2° Le parole di Gesù vogliono portarci a capire anche che ciò a cui siamo chiamati a realizzare è qualcosa che è sopra le nostre possibilità, e che solo in lui e per lui è possibile realizzare. Per questo aggiunge: Chi rimane in me e io in lui, porta molto frutto. Significa che se vogliamo fare da noi, otteniamo molto meno, anzi assai poco, e certamente non realizziamo una nostra felicità, se non effimera, né per noi né per altri. Quanto invece vengono moltiplicate le forze se agiamo in sinergia col Signore! Senza il tronco (la vite) i rami (i tralci) non vivono e non producono nulla. Far da soli è come voler sfamare cinquemila persone con cinque pani e due pesci. Rimanere uniti al Signore si diventa molto più fecondi. Per cui ciascuno, aperto al Signore, facendo ognuno la propria piccola parte, otterrà frutti molto al di là delle sue possibilità. Anzi, dice di più il Signore: senza di me non potete far nulla. E questo è vero per tutti, anche per coloro che non credono: il Signore si serve di tutti per fare del bene, perché tutti siamo nativamente capaci di bene. Certo se uno è disponibile, se non mette ostacoli, i risultati sono enormemente più grandi.

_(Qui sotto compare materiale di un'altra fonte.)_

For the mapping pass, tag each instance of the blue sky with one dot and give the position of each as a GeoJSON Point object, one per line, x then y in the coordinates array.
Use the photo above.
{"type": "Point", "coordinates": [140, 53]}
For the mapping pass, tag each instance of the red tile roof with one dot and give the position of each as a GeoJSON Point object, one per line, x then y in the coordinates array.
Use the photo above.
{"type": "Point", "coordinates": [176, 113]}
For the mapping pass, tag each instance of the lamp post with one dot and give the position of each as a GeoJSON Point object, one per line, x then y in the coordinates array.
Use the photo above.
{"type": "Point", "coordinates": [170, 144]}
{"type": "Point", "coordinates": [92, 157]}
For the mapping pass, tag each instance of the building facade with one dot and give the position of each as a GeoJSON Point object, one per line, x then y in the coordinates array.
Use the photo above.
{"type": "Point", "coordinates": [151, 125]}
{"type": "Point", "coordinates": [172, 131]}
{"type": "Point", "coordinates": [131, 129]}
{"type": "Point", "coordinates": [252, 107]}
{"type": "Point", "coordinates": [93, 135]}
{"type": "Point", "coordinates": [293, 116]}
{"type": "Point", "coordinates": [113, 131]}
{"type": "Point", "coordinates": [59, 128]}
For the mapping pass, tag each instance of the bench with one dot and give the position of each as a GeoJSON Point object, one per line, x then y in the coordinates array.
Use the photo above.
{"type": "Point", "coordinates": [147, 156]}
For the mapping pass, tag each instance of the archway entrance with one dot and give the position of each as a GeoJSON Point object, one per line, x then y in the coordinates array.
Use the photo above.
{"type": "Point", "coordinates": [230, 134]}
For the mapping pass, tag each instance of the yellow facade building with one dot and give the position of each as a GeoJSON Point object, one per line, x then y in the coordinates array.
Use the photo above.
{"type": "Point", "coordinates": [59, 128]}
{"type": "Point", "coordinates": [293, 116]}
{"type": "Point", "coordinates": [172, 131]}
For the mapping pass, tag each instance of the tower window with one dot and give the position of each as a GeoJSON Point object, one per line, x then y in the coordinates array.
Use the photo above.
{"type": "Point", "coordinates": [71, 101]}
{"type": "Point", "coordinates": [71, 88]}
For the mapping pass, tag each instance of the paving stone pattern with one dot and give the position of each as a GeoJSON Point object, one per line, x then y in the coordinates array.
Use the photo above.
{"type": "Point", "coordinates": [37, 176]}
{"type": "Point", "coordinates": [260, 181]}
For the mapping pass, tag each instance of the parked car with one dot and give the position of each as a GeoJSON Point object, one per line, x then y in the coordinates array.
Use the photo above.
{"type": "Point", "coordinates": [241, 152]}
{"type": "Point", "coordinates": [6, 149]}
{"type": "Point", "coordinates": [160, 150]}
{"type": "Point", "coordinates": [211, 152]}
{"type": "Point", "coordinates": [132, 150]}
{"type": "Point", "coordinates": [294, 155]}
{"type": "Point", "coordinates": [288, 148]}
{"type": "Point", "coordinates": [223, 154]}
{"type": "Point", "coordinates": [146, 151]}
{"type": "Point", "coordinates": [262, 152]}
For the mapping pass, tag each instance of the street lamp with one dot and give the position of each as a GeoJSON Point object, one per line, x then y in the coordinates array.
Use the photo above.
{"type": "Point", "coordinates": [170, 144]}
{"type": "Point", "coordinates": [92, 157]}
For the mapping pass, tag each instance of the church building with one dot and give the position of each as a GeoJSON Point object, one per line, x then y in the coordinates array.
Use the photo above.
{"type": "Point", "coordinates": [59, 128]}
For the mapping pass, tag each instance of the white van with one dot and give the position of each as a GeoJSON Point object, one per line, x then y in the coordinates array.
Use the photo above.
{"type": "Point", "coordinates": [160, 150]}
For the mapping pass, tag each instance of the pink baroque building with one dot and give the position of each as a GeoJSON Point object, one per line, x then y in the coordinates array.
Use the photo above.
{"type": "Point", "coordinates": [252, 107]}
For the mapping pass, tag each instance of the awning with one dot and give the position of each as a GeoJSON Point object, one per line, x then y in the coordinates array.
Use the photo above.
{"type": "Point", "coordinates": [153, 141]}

- Anche la terza frase è vera, lo sanno i contadini, e questa ci introduce nel tema delle contrarietà, delle sofferenze, delle persecuzioni: Ogni tralcio che porta frutto lo pota, perché porti più frutto. Si tratta di ripulire il tralcio fecondo da ciò che è superfluo, lo vediamo nelle viti lavorate, i tralci sembrano ridotti a moncherini. L’azione deve essere concentrata. È la vita stessa che ci porta talvolta a tagli dolorosi, non è il Signore a mandarci il dolore, ma egli si serve anche di queste mutilazioni per farci crescere, per fari produrre frutti più autentici e più abbondanti. Ogni tralcio che porta frutto lo pota, perché porti più frutto. Il verbo potare letteralmente significa mondare, ripulire. Gesù usa questo verbo anche nella lavanda dei piedi quando dice che non tutti erano mondi. Riscontriamo vero, anche umanamente, quanto ci fanno crescere le contrarietà, le avversità, le stesse malattie: ci rendono più forti, cresciamo interiormente, ci purifichiamo, ci mondiamo. Senza queste occasioni saremmo delle pappe molli. Certo la sofferenza quando c’è fa male, ma quanto ne usciamo più grandi, dentro! Anche il male, alla fine diventa positivo, ha una radice di grazia. Non scoraggiatevi, anche se il Signore non vi fa dei miracoli: alla fine vedremo il bene che Gesù avrà ricavato in noi dalle nostre sofferenze. Rimanete nel Signore ed egli rimarrà in voi.

Alla fine resta da chiederci come rimanere nel Signore. Attraverso la fede, attraverso i sacramenti, in particolare i sacramenti della penitenza e dell’eucaristia, attraverso soprattutto la sopportazione coraggiosa delle nostre prove e della stessa prospettiva della morte, unite alla preghiera: Padre nelle tue mani buone affido la mia vita. Come un bimbo in braccio a sua madre, così sia l’anima nostra, in Dio.